We have observed a significant decrease in the numbers and functions of NK cells in patients with ovarian cancer. GSEA revealed differently expressed genes, decreased differentiation- and immune-related genes, and increased genes for cell cycle analysis in recurrent tumours compared with chemo-naive ovarian tumours. Increased gene expression as well as secretion of interferon-γ and tumour necrosis factor-α and increased avidity in binding to tumour cells by sNK cells was observed. Unlike primary interleukin (IL)-2-activated NK cells, sNK cells effectively lysed OVCAR8 ovarian poorly differentiated cancer stem-like cells (PDCSCs) and well-differentiated OVCAR4 tumours. Primary ovarian tumours with lower MHC-class I expression were highly susceptible to both primary IL-2-activated NK and sNK cells, whereas the well-differentiated tumours with high expression of MHC-class I were only susceptible to sNK cells.
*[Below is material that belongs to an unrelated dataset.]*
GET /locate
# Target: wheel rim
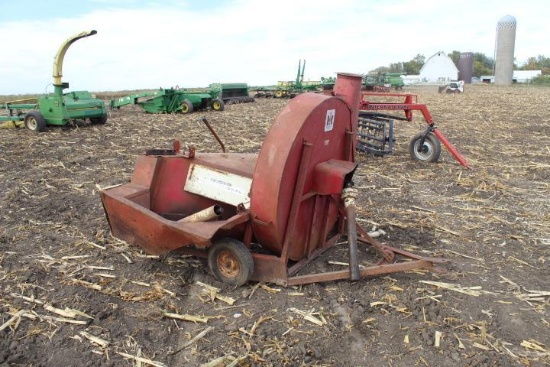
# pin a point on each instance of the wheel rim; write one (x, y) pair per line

The use of sNK cells in immunotherapy emerges as a potentially effective strategy to target and eliminate the majority of ovarian tumour clones, thereby providing a potential therapeutic opportunity in preventing the recurrence of the disease.
证明超活化自然杀伤(sNK)细胞对侵袭性妇科肿瘤的靶向作用的重要性。
我们使用外周血来源的单核细胞(PBMC)和纯化的NK细胞进行细胞培养,分别单独培养以及在有肿瘤存在的情况下培养。使用基因集富集分析(GSEA)对卵巢肿瘤进行MHC-I类基因表达评估。分别使用酶联免疫吸附测定(ELISA)和单细胞RNA测序(scRNA seq)分析来测定PBMC和NK细胞中细胞因子的分泌和表达水平。使用流式细胞仪进行表面标志物分析。使用Cr和eSight来测定NK细胞的杀伤活性。
我们观察到卵巢癌患者的NK细胞数量和功能显著下降。GSEA显示,与未经化疗的卵巢肿瘤相比,复发性肿瘤中存在差异表达基因,分化和免疫相关基因减少,细胞周期分析相关基因增加。观察到sNK细胞的基因表达增加以及干扰素-γ和肿瘤坏死因子-α的分泌增加,并且与肿瘤细胞结合的亲和力增加。与原发性白细胞介素(IL)-2激活的NK细胞不同,sNK细胞能有效裂解OVCAR8卵巢低分化癌干细胞样细胞(PDCSC)和高分化的OVCAR4肿瘤。MHC-I类表达较低的原发性卵巢肿瘤对原发性IL-2激活的NK细胞和sNK细胞均高度敏感,而MHC-I类高表达的高分化肿瘤仅对sNK细胞敏感。
在免疫治疗中使用sNK细胞成为一种潜在有效的策略,可靶向并消除大多数卵巢肿瘤克隆,从而为预防疾病复发提供潜在的治疗机会。